Nation Current Affairs 23 May 2018 Nipah virus outbreak ...

Nipah virus outbreak linked to Kerala well with 'many bats'

REUTERS
Published May 23, 2018, 8:24 am IST
Updated May 23, 2018, 8:24 am IST
Nipah Virus: Officials have tied initial deaths to 'many bats' in a well in Kerala from which the victims drew water, the government said.
The first death in the outbreak in Kerala took place on Friday, the state's health minister, KK Shailaja, said. (Photo: PTI)
 The first death in the outbreak in Kerala took place on Friday, the state's health minister, KK Shailaja, said. (Photo: PTI)

Thiruvananthapuram: A rare virus spread by fruit bats, which can cause flu-like symptoms and brain damage, has killed 10 people in Kerala; at least nine more are being treated and nearly 90 have been quarantined.

There is no vaccine for the Nipah virus, which is spread through body fluids and can cause encephalitis, or inflammation of the brain, the World Health Organisation (WHO) says. The usual treatment is to provide supportive care.

 

The first death in the outbreak in Kerala took place on Friday, the state's health minister, K K Shailaja, said.

"This is a new situation for us. We have no prior experience in dealing with the Nipah virus," she said. "We are hopeful we can put a stop to the outbreak."

The central government has sent a team of officials from the National Centre for Disease Control (NCDC) to investigate the outbreak. "Since all the contacts are under observation and steps to avoid exposure through animal vectors have been taken, there is no reason for people to panic," it added.

While the cause of the outbreak is still being investigated, the visiting national health officials have tied the initial deaths to "many bats" in a well in Kerala from which the victims drew water, the government said.
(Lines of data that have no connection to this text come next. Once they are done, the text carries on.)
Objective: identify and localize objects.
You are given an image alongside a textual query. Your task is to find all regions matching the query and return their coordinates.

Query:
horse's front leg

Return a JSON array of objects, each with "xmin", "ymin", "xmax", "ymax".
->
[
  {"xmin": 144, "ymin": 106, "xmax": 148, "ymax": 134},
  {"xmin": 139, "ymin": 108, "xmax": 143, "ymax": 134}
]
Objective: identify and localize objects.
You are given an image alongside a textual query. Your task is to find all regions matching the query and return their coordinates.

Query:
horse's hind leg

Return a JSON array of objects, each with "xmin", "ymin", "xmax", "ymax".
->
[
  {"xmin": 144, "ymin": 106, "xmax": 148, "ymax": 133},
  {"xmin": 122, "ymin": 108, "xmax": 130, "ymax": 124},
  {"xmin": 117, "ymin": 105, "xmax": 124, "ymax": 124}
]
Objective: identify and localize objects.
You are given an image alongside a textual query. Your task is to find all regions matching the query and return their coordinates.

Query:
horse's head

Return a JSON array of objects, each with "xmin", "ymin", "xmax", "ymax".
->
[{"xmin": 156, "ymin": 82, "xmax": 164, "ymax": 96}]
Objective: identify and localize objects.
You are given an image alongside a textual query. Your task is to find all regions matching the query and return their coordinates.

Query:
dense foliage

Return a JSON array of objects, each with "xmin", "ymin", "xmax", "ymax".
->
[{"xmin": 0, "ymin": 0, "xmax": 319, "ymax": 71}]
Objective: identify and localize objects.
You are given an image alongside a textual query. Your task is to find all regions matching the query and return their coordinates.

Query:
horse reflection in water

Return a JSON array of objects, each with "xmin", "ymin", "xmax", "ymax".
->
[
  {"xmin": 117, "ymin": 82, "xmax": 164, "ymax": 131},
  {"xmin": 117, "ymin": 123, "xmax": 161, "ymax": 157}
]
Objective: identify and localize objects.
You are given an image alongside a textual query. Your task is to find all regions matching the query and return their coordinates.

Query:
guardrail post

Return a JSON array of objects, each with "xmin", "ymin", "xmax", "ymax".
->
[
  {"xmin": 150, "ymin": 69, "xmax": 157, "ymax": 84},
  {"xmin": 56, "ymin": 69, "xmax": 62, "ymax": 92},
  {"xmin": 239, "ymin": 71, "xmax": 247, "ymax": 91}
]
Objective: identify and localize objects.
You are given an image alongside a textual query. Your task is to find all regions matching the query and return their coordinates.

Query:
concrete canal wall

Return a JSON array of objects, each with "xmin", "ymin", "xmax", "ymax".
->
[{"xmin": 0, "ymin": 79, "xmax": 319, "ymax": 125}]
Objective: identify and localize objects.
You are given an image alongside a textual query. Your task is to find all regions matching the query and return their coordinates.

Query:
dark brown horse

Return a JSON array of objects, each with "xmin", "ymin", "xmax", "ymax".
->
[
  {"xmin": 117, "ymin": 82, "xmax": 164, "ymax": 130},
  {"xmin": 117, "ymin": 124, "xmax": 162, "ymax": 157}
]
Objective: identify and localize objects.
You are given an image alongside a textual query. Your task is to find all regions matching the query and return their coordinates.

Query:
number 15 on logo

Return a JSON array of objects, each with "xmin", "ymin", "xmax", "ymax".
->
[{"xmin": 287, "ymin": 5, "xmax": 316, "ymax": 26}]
Also Read: Nipah virus: Well, the epicenter

Samples from those bats were among the 60 sent to laboratories to be screened for the virus, it added.

Health experts stressed the need for early detection and infection control to arrest the Nipah virus's spread.

"It will not spread like wildfire because it is not airborne, but it can be risky if they don't follow proper infection control procedures," said Dr D Himanshu, of King George's Medical University in Lucknow.

Health officials in Kerala, which attracts many tourists, aims to soon issue a travel advisory, tourism official P Bala Kiran said.

The Nipah virus was first detected in Malaysia in 1998, and India has suffered two outbreaks in the last decade, killing 50 people, according to the WHO.